Enter Grace Hammond of Guelph’s Cam’s Kids team, who met Daelyn via a study group they were both in. Destined to become the best of friends, Grace knew two things about Daelyn from the get-go: she had struggled with anxiety issues, and she wanted to get involved with Cam’s Kids. Just before entering her third year, Daelyn was invited by Grace to be her co-lead.
“Anyone can join Cam’s Kids as long as they are an advocate for helping others with anxiety and mental health issues, but it was important for me to have the experience I had during my first year,” reflects Daelyn, noting her personal struggle “toughened me up a little bit but not to the point where I wasn’t willing to share my story.”
Daelyn has shared a lot since then - making the time for anyone who reaches out, and regularly checking in on those she hasn’t heard from in awhile. A Facebook page dedicated to the Guelph Cam’s Kids’ community has facilitated much of that interaction.
“It’s important to connect on an individual level and get a feel for each person,” she says.
“We talk about what they’ve tried to do, how they’re feeling, and what they can manage. My advice is show up for yourself. Your mental health, your sleep, and your physical wellbeing are more important than any grade on a piece of paper. I didn’t give myself time in my first year, to the point that I developed a chronic illness every month. I was wearing my body down. Check in on your physical and mental health. The study habits will come later.”
The Guelph Cam’s Kids team, says Daelyn, is a tight group – “we have a deep caring and understanding of each other.” On a more personal level, she says her Cam’s Kids involvement has proven to be nothing short of a lifeline.
“My mental health would have been in a worse place if I hadn’t joined Cam’s Kids when I did.
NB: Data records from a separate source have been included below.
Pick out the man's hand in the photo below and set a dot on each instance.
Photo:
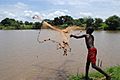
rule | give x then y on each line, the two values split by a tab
71	35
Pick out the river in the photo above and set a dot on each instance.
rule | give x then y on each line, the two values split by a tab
23	58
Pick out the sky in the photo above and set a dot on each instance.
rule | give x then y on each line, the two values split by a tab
49	9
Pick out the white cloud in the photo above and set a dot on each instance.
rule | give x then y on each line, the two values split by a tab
55	14
69	2
85	14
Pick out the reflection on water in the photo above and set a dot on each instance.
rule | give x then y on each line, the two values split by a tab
23	58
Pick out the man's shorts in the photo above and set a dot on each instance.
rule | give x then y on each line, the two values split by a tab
92	52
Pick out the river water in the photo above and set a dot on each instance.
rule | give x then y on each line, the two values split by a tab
23	58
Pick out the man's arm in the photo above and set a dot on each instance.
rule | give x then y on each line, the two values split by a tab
77	36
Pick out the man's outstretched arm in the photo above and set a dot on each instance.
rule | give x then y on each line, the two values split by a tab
77	36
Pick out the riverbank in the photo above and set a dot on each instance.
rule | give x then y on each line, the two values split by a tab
113	71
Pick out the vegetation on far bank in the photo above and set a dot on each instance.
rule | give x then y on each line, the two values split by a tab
111	23
113	71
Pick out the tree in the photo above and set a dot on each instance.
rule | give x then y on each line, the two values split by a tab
97	23
89	22
113	22
37	25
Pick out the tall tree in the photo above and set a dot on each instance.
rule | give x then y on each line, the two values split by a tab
113	22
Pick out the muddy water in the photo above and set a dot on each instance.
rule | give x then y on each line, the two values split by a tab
23	58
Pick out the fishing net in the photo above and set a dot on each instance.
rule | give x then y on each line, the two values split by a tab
63	44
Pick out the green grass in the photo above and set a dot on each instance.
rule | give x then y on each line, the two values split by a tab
113	71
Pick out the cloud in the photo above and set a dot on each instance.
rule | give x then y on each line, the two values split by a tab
68	2
85	14
57	13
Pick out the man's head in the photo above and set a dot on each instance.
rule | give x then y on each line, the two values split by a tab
89	30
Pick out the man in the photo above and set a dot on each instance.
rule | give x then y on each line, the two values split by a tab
92	52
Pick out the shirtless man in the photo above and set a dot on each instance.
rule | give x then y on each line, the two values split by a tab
92	52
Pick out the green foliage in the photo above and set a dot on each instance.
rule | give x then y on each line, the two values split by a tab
113	22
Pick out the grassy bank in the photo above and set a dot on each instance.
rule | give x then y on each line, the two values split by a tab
113	71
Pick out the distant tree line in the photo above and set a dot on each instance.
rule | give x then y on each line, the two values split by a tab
111	23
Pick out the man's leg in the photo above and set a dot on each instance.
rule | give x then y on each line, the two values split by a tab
101	71
87	69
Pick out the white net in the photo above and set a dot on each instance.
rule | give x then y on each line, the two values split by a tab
64	36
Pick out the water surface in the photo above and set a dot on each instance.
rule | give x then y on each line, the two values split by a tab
23	58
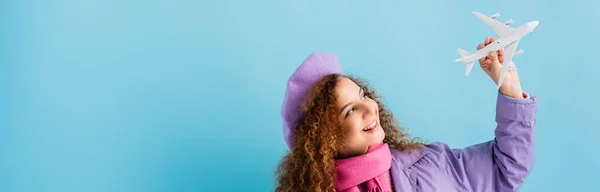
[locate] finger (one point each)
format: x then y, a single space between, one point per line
493 55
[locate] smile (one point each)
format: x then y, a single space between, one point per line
371 127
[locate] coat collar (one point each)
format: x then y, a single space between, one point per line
405 158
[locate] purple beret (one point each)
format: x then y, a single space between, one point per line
313 69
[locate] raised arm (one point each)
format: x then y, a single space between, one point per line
501 164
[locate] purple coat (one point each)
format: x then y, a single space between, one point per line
501 164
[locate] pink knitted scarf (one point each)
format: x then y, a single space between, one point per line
365 173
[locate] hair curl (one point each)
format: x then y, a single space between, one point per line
309 165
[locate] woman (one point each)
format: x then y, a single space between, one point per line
342 138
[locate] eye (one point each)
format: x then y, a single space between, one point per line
350 112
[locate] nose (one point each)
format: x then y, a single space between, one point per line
533 24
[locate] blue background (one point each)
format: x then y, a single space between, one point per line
186 95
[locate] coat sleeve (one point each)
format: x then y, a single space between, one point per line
501 164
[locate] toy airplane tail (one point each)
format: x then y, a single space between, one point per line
467 58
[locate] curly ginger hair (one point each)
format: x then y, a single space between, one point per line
309 165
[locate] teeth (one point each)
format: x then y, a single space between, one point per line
371 126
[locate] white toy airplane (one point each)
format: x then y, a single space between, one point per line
508 39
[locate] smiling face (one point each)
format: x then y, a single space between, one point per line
360 118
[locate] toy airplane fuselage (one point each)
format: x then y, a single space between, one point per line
508 40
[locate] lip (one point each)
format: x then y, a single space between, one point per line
374 128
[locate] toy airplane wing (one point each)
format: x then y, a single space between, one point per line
501 29
509 52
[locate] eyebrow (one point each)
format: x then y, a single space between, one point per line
359 91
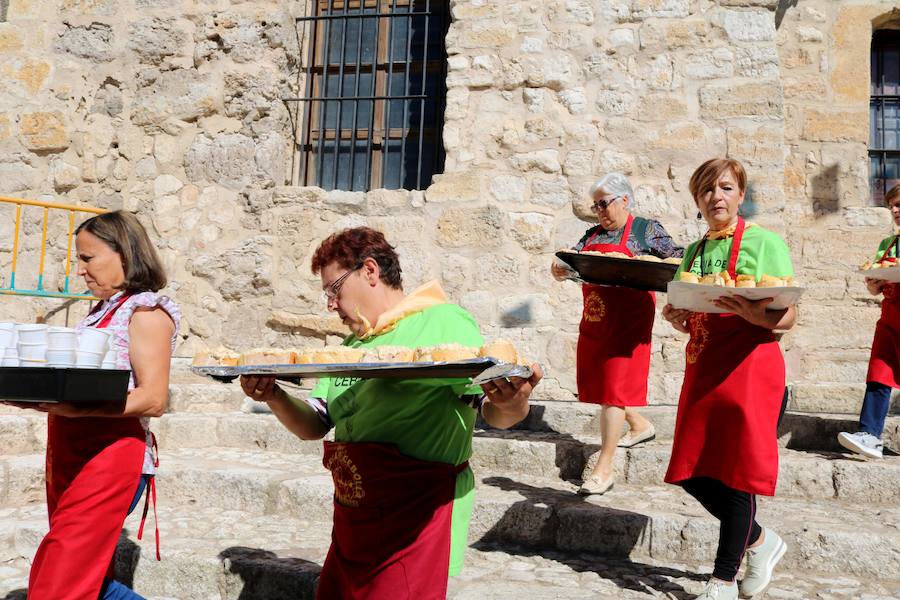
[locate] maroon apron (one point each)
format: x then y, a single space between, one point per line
613 360
392 517
93 467
730 401
884 362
Knowing there’s a supportive team that has my back on any given occasion is huge. My university experience obviously means a lot to me, but I try not to get too caught up in ‘it was supposed to go like this.’ It’s OK to have setbacks and struggles.”
Not unlike most Cam’s Kids team members across Canada, Daelyn is as moved today by Cam’s story as she was when she first learned of it – “it really pulled on my heart strings. Cam’s Kids was formed out of love and on the basis of never wanting that to happen to anyone else.”
Ahead for Daelyn is graduation in the spring before she’s off to Western University in London to pursue her Masters of Science. Not lost on her is the fact that Western also has a Cam’s Kids team in place, saying she intends “to reach out and see if there’s anything I can do.” Until then, there’s a job to be done at Guelph and she’s firmly committed to seeing things through.
“We have found three amazing girls who are going to take over for us (her and Grace) next school year,” she says.
“I hope everyone I’ve encountered has left feeling that it was nice to talk to a student that is informed. Mental health is such a sensitive subject. It’s nice to hear information from a peer rather than being talked at; to talk as equals rather than ‘I’m the professional and I’m telling you this is what you need to do.’ I’m a friend. I’ve gone through it too.”